RIYAD: L'Arabie saoudite a abattu jeudi des drones qui visaient le quartier diplomatique de Riyad et le champ pétrolier de Shaybah, dans le sud-est du pays.

Le ministère de la Défense a fait état d'un certain nombre d'attaques dans une série de messages sur X au cours de la journée.

"Un drone ennemi a été abattu alors qu'il tentait de s'approcher" du quartier diplomatique de la capitale, a déclaré tôt jeudi un porte-parole du ministère.

Au moins six drones ont été "interceptés et détruits" plus tard dans la journée dans le quart vide "en direction du champ pétrolier de Shaybah", selon les déclarations.
Auparavant, le ministère avait déclaré qu'au moins 20 drones avaient été abattus dans la région de l'Est.

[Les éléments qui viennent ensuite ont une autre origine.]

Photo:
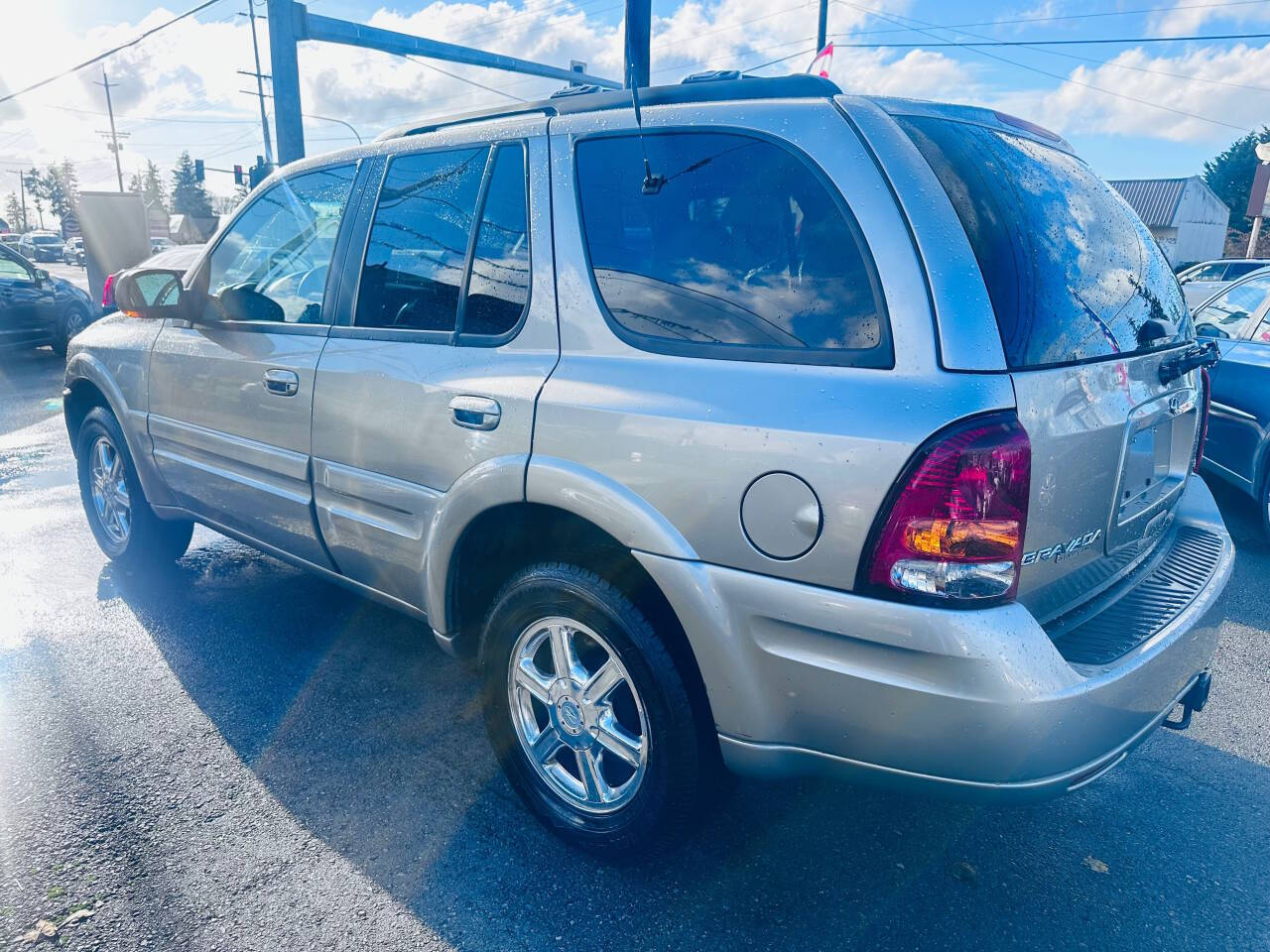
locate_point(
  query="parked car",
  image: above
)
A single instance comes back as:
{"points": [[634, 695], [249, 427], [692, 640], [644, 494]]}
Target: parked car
{"points": [[72, 253], [844, 435], [1205, 280], [1237, 447], [37, 308], [177, 258], [41, 246]]}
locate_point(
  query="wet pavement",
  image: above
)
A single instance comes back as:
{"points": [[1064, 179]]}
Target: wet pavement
{"points": [[235, 756]]}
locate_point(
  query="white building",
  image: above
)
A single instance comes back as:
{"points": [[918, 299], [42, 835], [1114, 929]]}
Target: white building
{"points": [[1185, 214]]}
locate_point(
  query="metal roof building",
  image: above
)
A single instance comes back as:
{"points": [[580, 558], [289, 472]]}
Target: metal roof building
{"points": [[1185, 214]]}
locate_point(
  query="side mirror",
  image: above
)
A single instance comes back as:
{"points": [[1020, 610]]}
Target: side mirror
{"points": [[155, 294]]}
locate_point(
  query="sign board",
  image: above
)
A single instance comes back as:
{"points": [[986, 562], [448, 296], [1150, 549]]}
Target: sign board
{"points": [[1257, 198], [116, 234]]}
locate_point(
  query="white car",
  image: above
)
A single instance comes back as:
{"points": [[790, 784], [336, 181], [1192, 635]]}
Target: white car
{"points": [[1205, 280]]}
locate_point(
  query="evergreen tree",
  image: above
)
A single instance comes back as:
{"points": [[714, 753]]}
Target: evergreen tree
{"points": [[59, 186], [13, 212], [1229, 176], [189, 195]]}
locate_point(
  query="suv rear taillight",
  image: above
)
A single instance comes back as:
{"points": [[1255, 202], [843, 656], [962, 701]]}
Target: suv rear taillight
{"points": [[955, 529]]}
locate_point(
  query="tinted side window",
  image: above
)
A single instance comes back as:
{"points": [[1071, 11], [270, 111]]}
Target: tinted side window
{"points": [[13, 271], [418, 244], [499, 286], [272, 264], [1072, 272], [1224, 316], [743, 253]]}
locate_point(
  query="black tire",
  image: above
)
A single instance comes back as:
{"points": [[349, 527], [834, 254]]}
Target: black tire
{"points": [[1264, 500], [679, 762], [72, 321], [149, 542]]}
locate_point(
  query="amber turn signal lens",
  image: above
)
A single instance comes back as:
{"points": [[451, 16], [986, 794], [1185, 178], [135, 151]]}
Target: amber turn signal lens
{"points": [[962, 538]]}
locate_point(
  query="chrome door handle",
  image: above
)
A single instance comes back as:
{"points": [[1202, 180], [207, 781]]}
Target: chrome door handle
{"points": [[281, 382], [475, 413]]}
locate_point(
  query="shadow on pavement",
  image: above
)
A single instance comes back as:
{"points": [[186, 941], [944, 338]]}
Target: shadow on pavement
{"points": [[372, 739], [31, 388]]}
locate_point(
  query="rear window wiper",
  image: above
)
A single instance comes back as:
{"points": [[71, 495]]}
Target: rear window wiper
{"points": [[1206, 354]]}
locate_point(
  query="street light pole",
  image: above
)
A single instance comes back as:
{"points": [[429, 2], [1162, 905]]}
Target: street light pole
{"points": [[22, 190], [259, 85], [114, 136]]}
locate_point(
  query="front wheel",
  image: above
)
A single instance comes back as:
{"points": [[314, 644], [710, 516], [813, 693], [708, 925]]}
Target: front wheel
{"points": [[73, 320], [588, 712], [118, 515]]}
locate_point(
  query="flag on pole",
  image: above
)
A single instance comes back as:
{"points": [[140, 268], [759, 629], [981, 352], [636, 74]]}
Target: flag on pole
{"points": [[822, 62]]}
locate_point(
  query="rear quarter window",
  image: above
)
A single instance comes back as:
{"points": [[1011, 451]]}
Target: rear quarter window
{"points": [[1072, 272], [744, 253]]}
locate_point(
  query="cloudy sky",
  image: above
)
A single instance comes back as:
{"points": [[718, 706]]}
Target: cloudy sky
{"points": [[1132, 108]]}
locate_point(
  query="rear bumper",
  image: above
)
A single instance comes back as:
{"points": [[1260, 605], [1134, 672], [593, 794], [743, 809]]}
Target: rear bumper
{"points": [[975, 703]]}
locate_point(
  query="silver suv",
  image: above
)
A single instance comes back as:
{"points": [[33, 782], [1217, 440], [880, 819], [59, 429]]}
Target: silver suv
{"points": [[775, 429]]}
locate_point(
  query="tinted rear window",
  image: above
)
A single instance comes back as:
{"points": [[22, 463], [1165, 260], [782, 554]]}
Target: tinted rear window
{"points": [[744, 253], [1072, 272]]}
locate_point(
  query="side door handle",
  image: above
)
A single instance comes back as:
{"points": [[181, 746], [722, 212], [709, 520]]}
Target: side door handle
{"points": [[281, 382], [475, 413]]}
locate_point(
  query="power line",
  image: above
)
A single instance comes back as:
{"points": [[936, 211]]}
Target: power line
{"points": [[974, 49], [1011, 21], [461, 79], [111, 51], [1124, 41]]}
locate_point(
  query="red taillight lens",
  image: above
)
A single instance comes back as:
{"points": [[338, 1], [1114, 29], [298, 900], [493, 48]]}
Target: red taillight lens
{"points": [[1206, 384], [955, 530]]}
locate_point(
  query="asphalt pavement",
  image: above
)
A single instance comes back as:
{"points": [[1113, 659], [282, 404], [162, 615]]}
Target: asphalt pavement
{"points": [[236, 756]]}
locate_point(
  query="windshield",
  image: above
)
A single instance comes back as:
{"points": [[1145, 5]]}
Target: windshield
{"points": [[1072, 272]]}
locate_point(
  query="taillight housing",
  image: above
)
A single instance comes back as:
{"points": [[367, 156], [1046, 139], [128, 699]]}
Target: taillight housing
{"points": [[1206, 386], [953, 532]]}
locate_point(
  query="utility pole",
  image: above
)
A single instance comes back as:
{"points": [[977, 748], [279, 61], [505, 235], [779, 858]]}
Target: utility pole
{"points": [[259, 85], [114, 136], [22, 190], [638, 26]]}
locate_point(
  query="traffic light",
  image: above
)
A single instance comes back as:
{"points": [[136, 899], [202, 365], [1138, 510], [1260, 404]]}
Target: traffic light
{"points": [[259, 172]]}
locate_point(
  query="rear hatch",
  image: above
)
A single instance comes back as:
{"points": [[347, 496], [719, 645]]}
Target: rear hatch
{"points": [[1087, 308]]}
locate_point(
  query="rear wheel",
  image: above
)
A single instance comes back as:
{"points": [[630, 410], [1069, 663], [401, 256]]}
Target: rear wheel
{"points": [[118, 515], [588, 714]]}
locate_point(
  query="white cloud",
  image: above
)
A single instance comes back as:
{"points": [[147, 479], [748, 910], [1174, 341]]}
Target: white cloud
{"points": [[1191, 16], [1135, 75]]}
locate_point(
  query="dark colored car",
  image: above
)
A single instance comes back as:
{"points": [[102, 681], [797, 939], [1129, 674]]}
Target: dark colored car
{"points": [[1238, 429], [72, 253], [37, 308]]}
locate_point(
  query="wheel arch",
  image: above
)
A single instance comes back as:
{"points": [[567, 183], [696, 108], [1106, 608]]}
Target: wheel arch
{"points": [[504, 538], [90, 385]]}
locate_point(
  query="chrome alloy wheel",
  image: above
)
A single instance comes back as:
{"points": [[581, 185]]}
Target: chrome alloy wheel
{"points": [[109, 490], [576, 715]]}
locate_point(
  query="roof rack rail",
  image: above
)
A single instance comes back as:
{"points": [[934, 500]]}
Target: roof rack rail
{"points": [[714, 76], [702, 87], [580, 89]]}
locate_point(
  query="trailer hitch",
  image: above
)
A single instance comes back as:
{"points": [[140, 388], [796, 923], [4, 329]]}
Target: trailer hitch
{"points": [[1192, 701]]}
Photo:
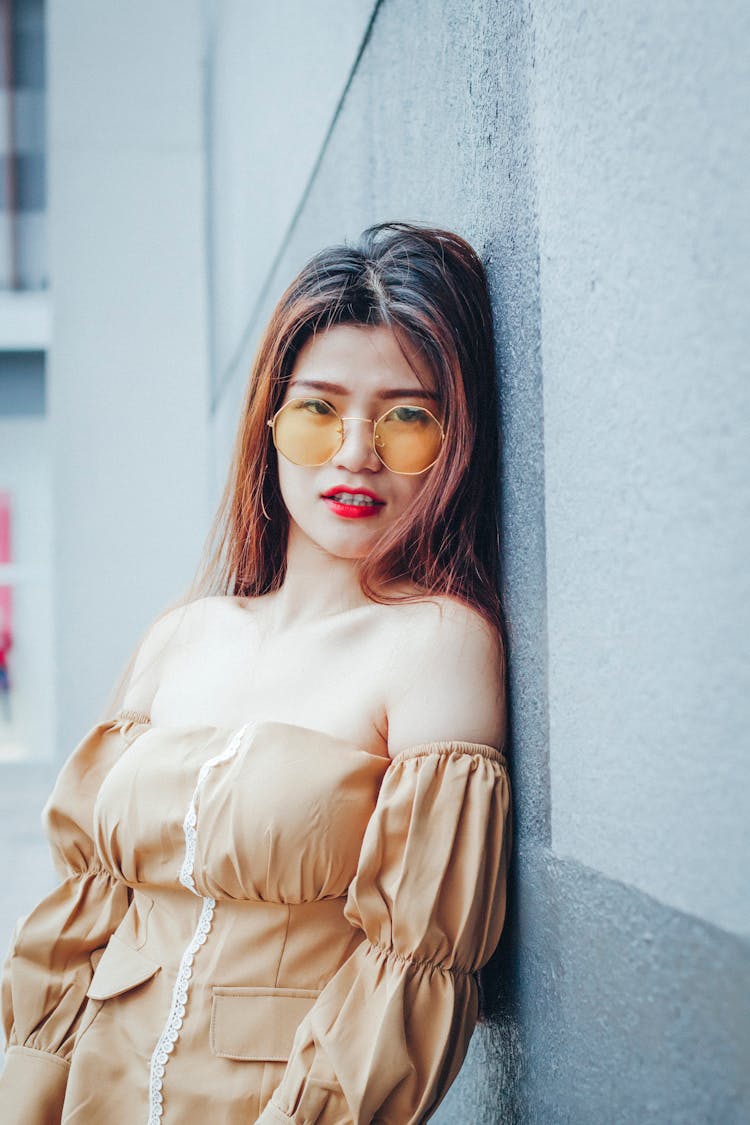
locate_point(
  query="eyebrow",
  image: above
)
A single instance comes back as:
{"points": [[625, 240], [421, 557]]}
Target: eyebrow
{"points": [[335, 388]]}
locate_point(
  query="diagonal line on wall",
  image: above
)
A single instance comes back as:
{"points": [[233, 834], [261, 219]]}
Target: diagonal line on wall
{"points": [[260, 302]]}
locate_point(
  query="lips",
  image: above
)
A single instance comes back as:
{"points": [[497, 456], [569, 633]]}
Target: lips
{"points": [[355, 510], [353, 492]]}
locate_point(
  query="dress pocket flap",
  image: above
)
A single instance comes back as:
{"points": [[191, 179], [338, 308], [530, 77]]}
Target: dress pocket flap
{"points": [[119, 968], [258, 1024]]}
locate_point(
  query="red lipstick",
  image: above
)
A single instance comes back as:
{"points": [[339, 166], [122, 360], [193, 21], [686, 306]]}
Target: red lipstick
{"points": [[355, 510]]}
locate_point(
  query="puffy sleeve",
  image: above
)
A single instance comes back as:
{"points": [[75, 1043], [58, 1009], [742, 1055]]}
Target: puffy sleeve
{"points": [[389, 1032], [48, 968]]}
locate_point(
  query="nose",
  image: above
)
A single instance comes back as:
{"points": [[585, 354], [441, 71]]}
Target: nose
{"points": [[357, 451]]}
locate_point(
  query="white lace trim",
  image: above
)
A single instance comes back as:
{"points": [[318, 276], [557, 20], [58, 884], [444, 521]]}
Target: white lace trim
{"points": [[171, 1032]]}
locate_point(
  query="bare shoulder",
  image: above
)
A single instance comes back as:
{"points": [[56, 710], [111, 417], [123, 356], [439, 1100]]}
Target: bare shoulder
{"points": [[178, 624], [446, 681]]}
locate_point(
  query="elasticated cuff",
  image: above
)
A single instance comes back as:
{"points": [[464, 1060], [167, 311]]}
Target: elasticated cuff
{"points": [[273, 1114], [32, 1087]]}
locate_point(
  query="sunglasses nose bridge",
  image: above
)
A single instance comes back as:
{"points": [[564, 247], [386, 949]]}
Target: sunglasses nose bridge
{"points": [[343, 434]]}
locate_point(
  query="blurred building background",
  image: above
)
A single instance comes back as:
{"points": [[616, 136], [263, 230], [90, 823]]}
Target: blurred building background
{"points": [[166, 168]]}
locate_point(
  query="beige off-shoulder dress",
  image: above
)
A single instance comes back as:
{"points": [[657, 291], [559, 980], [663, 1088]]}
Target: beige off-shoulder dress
{"points": [[255, 924]]}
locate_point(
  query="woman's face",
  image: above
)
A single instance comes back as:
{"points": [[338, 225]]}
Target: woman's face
{"points": [[360, 370]]}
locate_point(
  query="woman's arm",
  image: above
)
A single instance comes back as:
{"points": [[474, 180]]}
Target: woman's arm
{"points": [[389, 1032]]}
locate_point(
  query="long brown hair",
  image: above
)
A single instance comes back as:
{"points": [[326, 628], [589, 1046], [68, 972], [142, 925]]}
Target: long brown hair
{"points": [[428, 287]]}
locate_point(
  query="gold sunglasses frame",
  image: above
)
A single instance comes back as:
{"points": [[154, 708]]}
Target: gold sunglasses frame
{"points": [[354, 417]]}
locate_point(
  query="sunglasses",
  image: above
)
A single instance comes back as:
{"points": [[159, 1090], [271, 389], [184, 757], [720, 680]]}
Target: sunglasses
{"points": [[310, 432]]}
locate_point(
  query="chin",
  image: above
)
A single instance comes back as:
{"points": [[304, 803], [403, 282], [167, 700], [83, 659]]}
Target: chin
{"points": [[343, 542]]}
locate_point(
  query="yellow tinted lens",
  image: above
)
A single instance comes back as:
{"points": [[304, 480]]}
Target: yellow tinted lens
{"points": [[307, 431], [408, 439]]}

L'Arabie saoudite et d'autres pays du Golfe sont confrontés à des vagues d'attaques de missiles et de drones iraniens depuis qu'Israël et les États-Unis ont lancé une guerre contre l'Iran le 28 février.

Ces attaques ont visé la base aérienne Prince Sultan, l'ambassade des États-Unis à Riyad, des champs pétroliers et des infrastructures énergétiques.

Le ministre saoudien de la défense, le prince Khalid bin Salman, a condamné les attaques lors d'un appel avec son homologue turc.

Le ministère saoudien des affaires étrangères a salué l'adoption par le Conseil de sécurité des Nations unies d'une résolution exigeant la fin des attaques de l'Iran contre les États du Golfe et la Jordanie.